Some companies seem really intent on spying as much as possible. Amazon, a company I trust with my personal info, created a device — the Echo — which, unlike your significant other, is always listening. Keep that one out of the bedroom.

You may not know this but Google logs your movements and keeps a recording of your voice when you use a microphone to use its products. Since Google provides useful tools that make my life easier I put up with it. Using Google software I can type up something at home and it is available anywhere I go.

I can plop a map pin down where I buried a secret treasure and months later know exactly where to lead authorities if I get caught.

Still, I was a bit startled when I checked out exactly how much info Google was storing. You may be freaked out too if you visit history.google.com, enter your password and listen to your former self say “directions to DeKalb marriage license office.”

Less alarming is Google’s map, which indicates I have not left the friendly confines of Georgia, Alabama and Florida in a long time. Anything north of Memphis probably isn’t worth visiting.

Google even provides a list of places I frequent. Home is No. 1, followed by work and a bar. That makes sense. Turner Field is 7th, but due to the quality of the team may drop out of the Top 10 shortly. A hot dog joint is higher on the list than my heart would like.

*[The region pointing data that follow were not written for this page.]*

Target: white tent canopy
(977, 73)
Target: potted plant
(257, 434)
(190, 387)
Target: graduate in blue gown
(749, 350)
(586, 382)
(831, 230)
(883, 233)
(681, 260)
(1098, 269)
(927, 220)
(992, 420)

How often do I use Google? A lot. I search for something 66 times per day and I most frequently visit Wikipedia, StackOverflow, AJC.com, Amazon and Reddit.

Google shows me what info it has stored and lets me delete it. I’m assuming Apple does the same thing.

We pay the government a lot of money to spy on us too, but I doubt they’d let us see what kind of info they are collecting. I know they won’t let us delete it.

And that’s OK. In this world nothing can be said to be certain, except death, taxes and the proliferation of privacy-stealing smartphone apps.